Auf Schrems' Betreiben hatte der EuGH 2015 bereits den Vorgänger des "Privacy Shield", die Safe-Harbor-Rege­lung bean­standet, weil sie die Daten euro­päi­scher Bürger nicht ausrei­chend vor dem Zugriff von US-Behörden geschützt habe. Für diese Einschät­zung spielten auch die Enthül­lungen des Whist­le­b­lowers Edward Snowden 2013 zur ausufernden Internet-Über­wa­chung durch US-Geheim­dienste eine wich­tige Rolle. Face­book beruft sich aller­dings bei der Über­tra­gung der Daten von Europa in die USA nicht auf das "Privacy Shield", sondern auf die Stan­dard­ver­trags­klau­seln.

EU und USA wollen über nach EuGH-Urteil zum Daten­schutz beraten

Nachdem der Euro­päi­sche Gerichtshof das Daten­schutz­ab­kommen "Privacy Shield" zwischen der EU und den USA gekippt hat, wollen beide Seiten über weitere Schritte beraten. "Wir werden auf Grund­lage des heutigen Urteils eng mit unseren ameri­ka­ni­schen Kollegen zusam­men­ar­beiten", sagte die Vize­prä­si­dentin der EU-Kommis­sion Vera Jourova heute. Man müsse das Urteil in Ruhe analy­sieren. Eine Prio­rität der Brüs­seler Behörde sei, den Schutz perso­nen­be­zo­gener Daten beim trans­at­lan­ti­schen Daten­ver­kehr zu garan­tieren. Nach Angaben der EU-Kommis­sion sind bereits für Freitag Kontakte zu US-Handels­mi­nister Wilbur Ross geplant.

Was steht auf dem Spiel?

"Letzten Endes geht es um die Zuläs­sig­keit von Daten­trans­fers von euro­päi­schen Unter­nehmen in die USA, aber sogar darüber hinaus welt­weit", sagt Vera Jung­kind, Daten­schutz­ex­pertin der Anwalts­kanzlei Hengeler Mueller.

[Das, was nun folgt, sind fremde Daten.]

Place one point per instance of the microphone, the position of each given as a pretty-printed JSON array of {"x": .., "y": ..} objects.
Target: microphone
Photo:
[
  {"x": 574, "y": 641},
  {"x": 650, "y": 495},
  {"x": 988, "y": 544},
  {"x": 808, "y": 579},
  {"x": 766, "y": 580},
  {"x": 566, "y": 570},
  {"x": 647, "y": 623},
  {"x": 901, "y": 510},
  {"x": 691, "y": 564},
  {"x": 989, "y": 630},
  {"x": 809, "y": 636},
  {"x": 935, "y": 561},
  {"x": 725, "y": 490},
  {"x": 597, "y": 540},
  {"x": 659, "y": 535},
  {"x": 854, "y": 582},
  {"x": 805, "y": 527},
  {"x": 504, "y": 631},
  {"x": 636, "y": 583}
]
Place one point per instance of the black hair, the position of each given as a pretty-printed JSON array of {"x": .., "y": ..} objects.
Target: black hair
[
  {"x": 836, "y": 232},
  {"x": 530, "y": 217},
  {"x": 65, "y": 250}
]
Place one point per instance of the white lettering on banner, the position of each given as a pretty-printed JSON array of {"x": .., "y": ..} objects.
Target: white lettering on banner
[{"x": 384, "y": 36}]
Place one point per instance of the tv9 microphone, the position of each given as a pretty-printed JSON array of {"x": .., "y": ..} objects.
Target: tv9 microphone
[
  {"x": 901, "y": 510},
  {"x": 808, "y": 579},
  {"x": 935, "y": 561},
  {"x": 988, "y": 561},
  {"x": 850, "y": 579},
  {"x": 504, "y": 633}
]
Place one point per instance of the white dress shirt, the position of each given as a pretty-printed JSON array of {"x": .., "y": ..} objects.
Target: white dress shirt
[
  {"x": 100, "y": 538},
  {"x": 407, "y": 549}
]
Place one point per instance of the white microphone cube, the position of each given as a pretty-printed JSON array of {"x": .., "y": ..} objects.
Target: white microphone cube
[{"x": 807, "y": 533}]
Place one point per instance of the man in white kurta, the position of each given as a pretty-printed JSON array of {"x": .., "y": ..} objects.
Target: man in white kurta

Das Urteil könnte also gravie­rende Folgen für die globale Wirt­schaft haben. Dürfen Unter­nehmen weiterhin perso­nen­be­zo­gene Daten von Nutzern, Verbrau­chern oder Arbeit­neh­mern in die USA senden? E-Mails oder Hotel-Buchungen von Privat­per­sonen dürften von dem Urteil nicht betroffen sein. Im Fokus stehen "Elec­tronic Commu­ni­ca­tion Service Provider", also Service­an­bieter wie Face­book, Google, Micro­soft, Apple und Yahoo.

Wer ist Max Schrems?

Max Schrems kämpft seit Jahren für einen stär­keren Daten­schutz in Europa - und gegen Face­book. Nach den ersten Anfragen bei Face­book und der irischen Daten­schutz­be­hörde seien die Antworten so surreal gewesen, dass er immer habe weiter­ma­chen müssen, sagt er. Auf sein Betreiben kippte der EuGH 2015 bereits die Safe-Harbor-Rege­lung. Als Nach­fol­ge­re­ge­lung hatte die EU-Kommis­sion mit den US-Behörden schließ­lich den Daten­schutz-Schild ausge­han­delt, der nun erneut infrage steht. Er grün­dete auch den Daten­schutz-Verein Noyb, der auf Grund­lage der seit 2018 gültigen EU-Daten­schutz­grund­ver­ord­nung bereits Anzeigen gegen Google und Face­book auf den Weg brachte.

Wieso pran­gert Schrems Firmen wie Face­book, Micro­soft, Google, Apple und Yahoo an, und warum hat er andere Firmen wie Amazon nicht im Visier?

Schrems orien­tiert sich an den Enthül­lungen von Edward Snowden. Der US-Whist­le­b­lower hatte 2013 doku­men­tiert, dass US-Geheim­dienste wie die NSA und andere Behörden auf Server von US-Konzernen wie Face­book und Google zugreifen können. Auf den von Snowden enthüllten Folien werden nament­lich Micro­soft (auch mit Skype), Google (auch mit YouTube), Face­book, Yahoo, Apple, AOL und Paltalk erwähnt. Amazon steht nicht auf den Folien zum Über­wa­chungs­pro­gramm Prism.